There's a great interview in Willamette Week about my friend Matt Haughey, who has turned MetaFilter into a successful small business that employs around 3-5 people and gets 25 million hits a month.
Haughey, who was one of the founders of Blogger, left Silicon Valley for McMinnville, Ore., several years ago. The interviewer does a nice job of picking up on the phrase "lifestyle business," which is used in the dot-com world to insult startups that make a sustainable amount of money for their staff but don't get deeply into debt trying to become the next Facebook. To those who believe he should've made MetaFilter into something huge, he says:
I'm OK with this lifestyle business. It's a put-down for a lot of people, especially in Silicon Valley. I think it's the best thing in the world. You don't have to kill yourself. I've been at startups where we worked 16 hours a day and didn't get anything out of it. It's stupid. Geeks who know how to program and make things should be able to make a small thing that runs forever and make $100,000 a year and live off that. I mean, what is wrong with that? It's an awesome goal.
I never got that message anywhere in the tech community. Like, what is wrong with making a decent living in doing something you love forever? And then people put that down as a "lifestyle business." Or ask, "How are you going to change the world or make the next Facebook?"
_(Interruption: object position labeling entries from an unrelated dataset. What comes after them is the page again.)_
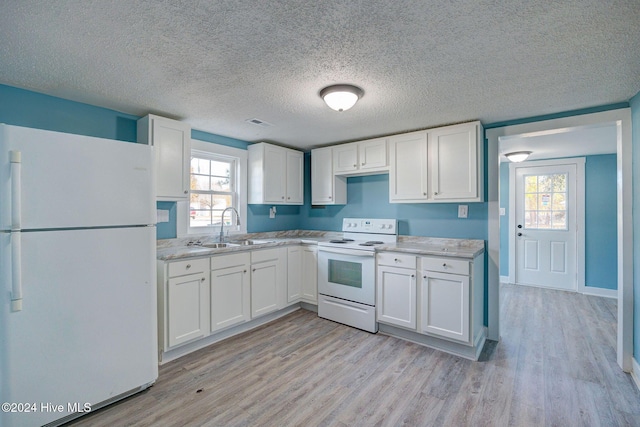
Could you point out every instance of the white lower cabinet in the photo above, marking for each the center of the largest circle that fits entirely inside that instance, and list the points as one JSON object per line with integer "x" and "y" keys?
{"x": 294, "y": 273}
{"x": 310, "y": 274}
{"x": 230, "y": 290}
{"x": 445, "y": 305}
{"x": 265, "y": 282}
{"x": 185, "y": 316}
{"x": 396, "y": 287}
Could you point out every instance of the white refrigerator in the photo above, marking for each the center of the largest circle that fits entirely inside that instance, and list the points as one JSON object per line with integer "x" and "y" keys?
{"x": 77, "y": 274}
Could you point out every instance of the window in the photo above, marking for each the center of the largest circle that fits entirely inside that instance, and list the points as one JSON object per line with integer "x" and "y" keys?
{"x": 213, "y": 189}
{"x": 216, "y": 183}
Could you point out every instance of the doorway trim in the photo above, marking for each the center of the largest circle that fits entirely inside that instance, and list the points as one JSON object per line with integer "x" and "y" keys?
{"x": 579, "y": 162}
{"x": 622, "y": 119}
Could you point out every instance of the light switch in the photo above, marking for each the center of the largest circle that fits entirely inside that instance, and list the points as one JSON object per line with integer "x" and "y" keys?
{"x": 162, "y": 215}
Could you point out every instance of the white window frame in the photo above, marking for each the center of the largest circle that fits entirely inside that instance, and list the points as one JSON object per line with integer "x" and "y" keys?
{"x": 183, "y": 208}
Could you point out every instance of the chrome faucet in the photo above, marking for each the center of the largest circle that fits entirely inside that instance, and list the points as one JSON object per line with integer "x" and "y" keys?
{"x": 222, "y": 221}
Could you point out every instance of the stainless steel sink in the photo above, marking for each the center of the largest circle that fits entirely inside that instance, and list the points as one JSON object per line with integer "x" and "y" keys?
{"x": 216, "y": 245}
{"x": 249, "y": 242}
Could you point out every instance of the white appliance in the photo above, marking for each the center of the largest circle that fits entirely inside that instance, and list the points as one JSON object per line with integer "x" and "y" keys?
{"x": 77, "y": 274}
{"x": 346, "y": 272}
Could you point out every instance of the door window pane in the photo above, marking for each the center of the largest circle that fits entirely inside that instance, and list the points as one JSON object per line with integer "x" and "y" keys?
{"x": 545, "y": 205}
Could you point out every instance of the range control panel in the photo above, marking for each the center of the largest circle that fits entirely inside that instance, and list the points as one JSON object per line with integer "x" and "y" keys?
{"x": 368, "y": 225}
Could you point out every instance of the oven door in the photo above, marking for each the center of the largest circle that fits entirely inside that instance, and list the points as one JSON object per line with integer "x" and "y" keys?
{"x": 348, "y": 274}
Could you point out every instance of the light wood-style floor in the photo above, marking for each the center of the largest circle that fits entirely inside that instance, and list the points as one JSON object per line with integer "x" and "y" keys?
{"x": 554, "y": 366}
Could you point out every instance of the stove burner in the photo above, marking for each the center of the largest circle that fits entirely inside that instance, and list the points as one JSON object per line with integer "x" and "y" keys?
{"x": 371, "y": 243}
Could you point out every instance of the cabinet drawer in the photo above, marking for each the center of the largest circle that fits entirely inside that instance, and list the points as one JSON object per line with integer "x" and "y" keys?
{"x": 190, "y": 266}
{"x": 233, "y": 260}
{"x": 264, "y": 255}
{"x": 446, "y": 265}
{"x": 397, "y": 260}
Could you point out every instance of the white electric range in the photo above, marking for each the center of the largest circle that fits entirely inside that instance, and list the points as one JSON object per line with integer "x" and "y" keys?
{"x": 346, "y": 272}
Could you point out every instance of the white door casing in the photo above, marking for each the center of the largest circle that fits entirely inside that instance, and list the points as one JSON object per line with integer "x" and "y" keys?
{"x": 547, "y": 224}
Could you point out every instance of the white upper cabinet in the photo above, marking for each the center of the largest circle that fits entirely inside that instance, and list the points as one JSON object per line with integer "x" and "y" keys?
{"x": 171, "y": 140}
{"x": 361, "y": 158}
{"x": 275, "y": 175}
{"x": 408, "y": 168}
{"x": 326, "y": 188}
{"x": 441, "y": 165}
{"x": 455, "y": 162}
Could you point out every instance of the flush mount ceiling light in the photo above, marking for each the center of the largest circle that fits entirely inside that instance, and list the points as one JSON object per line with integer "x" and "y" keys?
{"x": 341, "y": 97}
{"x": 518, "y": 156}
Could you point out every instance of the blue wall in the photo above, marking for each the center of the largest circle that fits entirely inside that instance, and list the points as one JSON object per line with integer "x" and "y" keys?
{"x": 635, "y": 124}
{"x": 601, "y": 235}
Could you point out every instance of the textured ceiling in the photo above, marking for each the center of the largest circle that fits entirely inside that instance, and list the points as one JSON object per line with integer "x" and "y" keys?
{"x": 422, "y": 64}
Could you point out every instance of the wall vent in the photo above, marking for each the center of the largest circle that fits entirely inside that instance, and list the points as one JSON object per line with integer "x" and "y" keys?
{"x": 258, "y": 122}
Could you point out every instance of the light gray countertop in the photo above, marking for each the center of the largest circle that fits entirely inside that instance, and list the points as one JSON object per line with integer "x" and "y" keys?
{"x": 175, "y": 249}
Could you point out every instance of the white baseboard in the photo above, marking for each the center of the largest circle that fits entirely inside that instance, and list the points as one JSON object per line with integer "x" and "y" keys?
{"x": 598, "y": 292}
{"x": 635, "y": 371}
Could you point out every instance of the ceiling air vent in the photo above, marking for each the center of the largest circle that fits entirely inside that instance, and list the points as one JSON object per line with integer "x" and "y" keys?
{"x": 258, "y": 122}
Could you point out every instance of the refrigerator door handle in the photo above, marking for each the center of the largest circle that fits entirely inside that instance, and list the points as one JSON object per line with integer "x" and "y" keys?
{"x": 16, "y": 205}
{"x": 16, "y": 271}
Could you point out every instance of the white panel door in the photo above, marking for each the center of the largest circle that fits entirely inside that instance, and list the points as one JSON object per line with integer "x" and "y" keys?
{"x": 397, "y": 296}
{"x": 264, "y": 288}
{"x": 444, "y": 308}
{"x": 546, "y": 226}
{"x": 230, "y": 297}
{"x": 454, "y": 163}
{"x": 295, "y": 178}
{"x": 408, "y": 168}
{"x": 275, "y": 174}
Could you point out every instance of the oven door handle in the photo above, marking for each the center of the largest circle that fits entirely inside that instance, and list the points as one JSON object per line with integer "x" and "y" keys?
{"x": 352, "y": 252}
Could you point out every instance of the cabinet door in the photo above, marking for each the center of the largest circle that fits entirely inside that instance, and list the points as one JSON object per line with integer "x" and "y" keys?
{"x": 230, "y": 297}
{"x": 373, "y": 154}
{"x": 172, "y": 142}
{"x": 264, "y": 288}
{"x": 454, "y": 163}
{"x": 294, "y": 273}
{"x": 408, "y": 168}
{"x": 275, "y": 175}
{"x": 295, "y": 178}
{"x": 444, "y": 306}
{"x": 310, "y": 274}
{"x": 187, "y": 308}
{"x": 397, "y": 296}
{"x": 345, "y": 158}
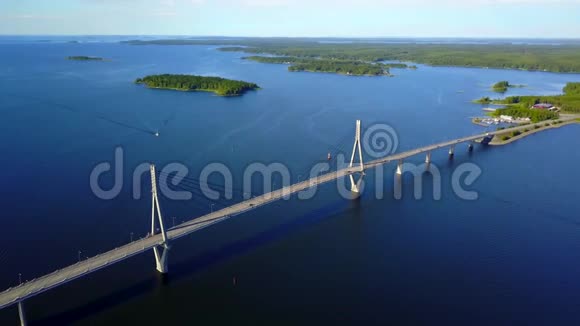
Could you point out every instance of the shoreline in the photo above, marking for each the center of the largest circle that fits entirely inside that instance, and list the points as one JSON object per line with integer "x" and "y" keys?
{"x": 531, "y": 132}
{"x": 196, "y": 90}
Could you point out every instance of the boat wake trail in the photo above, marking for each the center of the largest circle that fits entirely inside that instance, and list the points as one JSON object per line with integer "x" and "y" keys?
{"x": 69, "y": 108}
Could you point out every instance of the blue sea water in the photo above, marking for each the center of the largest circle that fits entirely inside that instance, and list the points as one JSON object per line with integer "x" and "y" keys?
{"x": 510, "y": 257}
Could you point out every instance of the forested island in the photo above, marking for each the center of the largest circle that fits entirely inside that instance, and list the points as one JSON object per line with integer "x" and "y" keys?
{"x": 545, "y": 57}
{"x": 84, "y": 58}
{"x": 503, "y": 86}
{"x": 346, "y": 67}
{"x": 538, "y": 108}
{"x": 218, "y": 85}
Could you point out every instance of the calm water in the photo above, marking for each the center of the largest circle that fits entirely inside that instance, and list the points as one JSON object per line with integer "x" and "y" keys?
{"x": 511, "y": 257}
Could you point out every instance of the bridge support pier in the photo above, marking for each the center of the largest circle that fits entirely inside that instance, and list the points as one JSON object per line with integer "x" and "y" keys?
{"x": 21, "y": 314}
{"x": 161, "y": 252}
{"x": 400, "y": 167}
{"x": 355, "y": 185}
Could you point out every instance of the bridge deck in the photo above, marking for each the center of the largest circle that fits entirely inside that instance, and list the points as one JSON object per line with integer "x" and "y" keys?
{"x": 32, "y": 288}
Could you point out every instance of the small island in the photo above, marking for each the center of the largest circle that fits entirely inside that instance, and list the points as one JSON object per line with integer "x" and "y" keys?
{"x": 537, "y": 112}
{"x": 187, "y": 83}
{"x": 344, "y": 67}
{"x": 84, "y": 58}
{"x": 503, "y": 86}
{"x": 483, "y": 100}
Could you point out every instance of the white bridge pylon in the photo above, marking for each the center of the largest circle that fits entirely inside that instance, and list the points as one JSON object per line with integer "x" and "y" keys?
{"x": 162, "y": 251}
{"x": 355, "y": 185}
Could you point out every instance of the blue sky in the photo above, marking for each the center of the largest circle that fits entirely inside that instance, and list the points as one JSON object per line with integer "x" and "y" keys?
{"x": 349, "y": 18}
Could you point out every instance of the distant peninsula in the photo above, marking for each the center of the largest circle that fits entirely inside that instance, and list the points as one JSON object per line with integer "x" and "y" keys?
{"x": 344, "y": 67}
{"x": 544, "y": 57}
{"x": 84, "y": 58}
{"x": 217, "y": 85}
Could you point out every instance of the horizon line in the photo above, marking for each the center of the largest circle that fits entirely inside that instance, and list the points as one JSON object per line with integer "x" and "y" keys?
{"x": 311, "y": 37}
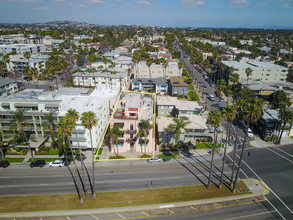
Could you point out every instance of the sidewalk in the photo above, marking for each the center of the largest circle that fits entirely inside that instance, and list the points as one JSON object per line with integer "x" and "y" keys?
{"x": 256, "y": 187}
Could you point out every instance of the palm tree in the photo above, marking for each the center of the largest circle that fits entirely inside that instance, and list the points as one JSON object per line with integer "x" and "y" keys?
{"x": 149, "y": 63}
{"x": 214, "y": 119}
{"x": 287, "y": 117}
{"x": 89, "y": 120}
{"x": 19, "y": 120}
{"x": 229, "y": 113}
{"x": 145, "y": 128}
{"x": 64, "y": 129}
{"x": 180, "y": 123}
{"x": 50, "y": 118}
{"x": 249, "y": 112}
{"x": 113, "y": 133}
{"x": 234, "y": 79}
{"x": 248, "y": 72}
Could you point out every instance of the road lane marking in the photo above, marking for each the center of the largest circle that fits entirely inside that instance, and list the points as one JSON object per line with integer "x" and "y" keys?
{"x": 193, "y": 208}
{"x": 275, "y": 208}
{"x": 267, "y": 186}
{"x": 280, "y": 155}
{"x": 95, "y": 217}
{"x": 290, "y": 155}
{"x": 120, "y": 215}
{"x": 245, "y": 216}
{"x": 170, "y": 211}
{"x": 145, "y": 213}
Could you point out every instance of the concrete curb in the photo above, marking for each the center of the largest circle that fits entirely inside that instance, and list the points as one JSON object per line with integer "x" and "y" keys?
{"x": 133, "y": 208}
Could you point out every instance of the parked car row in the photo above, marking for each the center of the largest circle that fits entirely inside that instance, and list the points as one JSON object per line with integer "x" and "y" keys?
{"x": 36, "y": 163}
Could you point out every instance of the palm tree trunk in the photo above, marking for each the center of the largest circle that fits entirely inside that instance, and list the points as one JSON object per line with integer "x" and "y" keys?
{"x": 279, "y": 140}
{"x": 240, "y": 160}
{"x": 225, "y": 150}
{"x": 93, "y": 167}
{"x": 77, "y": 176}
{"x": 28, "y": 143}
{"x": 212, "y": 160}
{"x": 234, "y": 158}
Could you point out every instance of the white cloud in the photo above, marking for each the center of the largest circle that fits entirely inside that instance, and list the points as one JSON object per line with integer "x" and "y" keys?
{"x": 41, "y": 8}
{"x": 143, "y": 3}
{"x": 239, "y": 3}
{"x": 192, "y": 3}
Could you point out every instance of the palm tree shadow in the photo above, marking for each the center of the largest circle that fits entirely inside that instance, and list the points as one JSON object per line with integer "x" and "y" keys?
{"x": 75, "y": 183}
{"x": 225, "y": 182}
{"x": 89, "y": 178}
{"x": 192, "y": 172}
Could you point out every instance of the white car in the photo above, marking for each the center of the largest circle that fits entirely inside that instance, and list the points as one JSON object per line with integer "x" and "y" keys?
{"x": 56, "y": 163}
{"x": 249, "y": 133}
{"x": 155, "y": 159}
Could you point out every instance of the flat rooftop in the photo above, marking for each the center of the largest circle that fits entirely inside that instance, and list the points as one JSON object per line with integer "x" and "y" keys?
{"x": 180, "y": 104}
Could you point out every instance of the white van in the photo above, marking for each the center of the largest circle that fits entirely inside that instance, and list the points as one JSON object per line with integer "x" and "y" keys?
{"x": 212, "y": 98}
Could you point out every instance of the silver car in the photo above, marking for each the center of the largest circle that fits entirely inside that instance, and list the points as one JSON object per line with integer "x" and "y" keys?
{"x": 155, "y": 160}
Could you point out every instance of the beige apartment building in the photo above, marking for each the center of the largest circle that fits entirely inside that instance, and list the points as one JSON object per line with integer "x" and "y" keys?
{"x": 261, "y": 71}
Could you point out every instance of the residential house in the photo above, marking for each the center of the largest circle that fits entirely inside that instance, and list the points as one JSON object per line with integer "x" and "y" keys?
{"x": 177, "y": 86}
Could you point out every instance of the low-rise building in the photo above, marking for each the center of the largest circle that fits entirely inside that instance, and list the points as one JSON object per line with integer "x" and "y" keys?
{"x": 261, "y": 71}
{"x": 36, "y": 103}
{"x": 177, "y": 86}
{"x": 18, "y": 62}
{"x": 131, "y": 109}
{"x": 7, "y": 86}
{"x": 141, "y": 70}
{"x": 101, "y": 80}
{"x": 158, "y": 85}
{"x": 21, "y": 48}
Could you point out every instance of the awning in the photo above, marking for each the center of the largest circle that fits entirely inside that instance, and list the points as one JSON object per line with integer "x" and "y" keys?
{"x": 25, "y": 105}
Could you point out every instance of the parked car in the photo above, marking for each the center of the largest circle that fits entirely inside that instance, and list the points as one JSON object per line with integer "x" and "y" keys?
{"x": 249, "y": 133}
{"x": 57, "y": 163}
{"x": 217, "y": 92}
{"x": 212, "y": 98}
{"x": 154, "y": 160}
{"x": 4, "y": 163}
{"x": 38, "y": 163}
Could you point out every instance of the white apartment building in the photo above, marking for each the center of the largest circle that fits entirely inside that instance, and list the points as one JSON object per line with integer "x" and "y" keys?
{"x": 21, "y": 48}
{"x": 101, "y": 80}
{"x": 7, "y": 86}
{"x": 36, "y": 103}
{"x": 261, "y": 71}
{"x": 141, "y": 70}
{"x": 18, "y": 62}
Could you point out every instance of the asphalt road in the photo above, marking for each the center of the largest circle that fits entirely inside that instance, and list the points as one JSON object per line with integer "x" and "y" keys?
{"x": 25, "y": 180}
{"x": 273, "y": 165}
It's like nobody sings unless they want to be Britney Spears. That's stupid -- we should all sing in bars three nights a week if we like it and get paid as professional musicians.
I gravitate towards lifestyle businesses as well, despite well-intentioned friends and relatives who believe I really should be a dot-com billionaire by now. I recently spoke by phone to someone who was meeting prospective investors for a "$20 million idea" instead of continuing a dot-com business that made yearly profits in the mid six figures.
All I could think about during the call was how sweet it would be to run that existing business.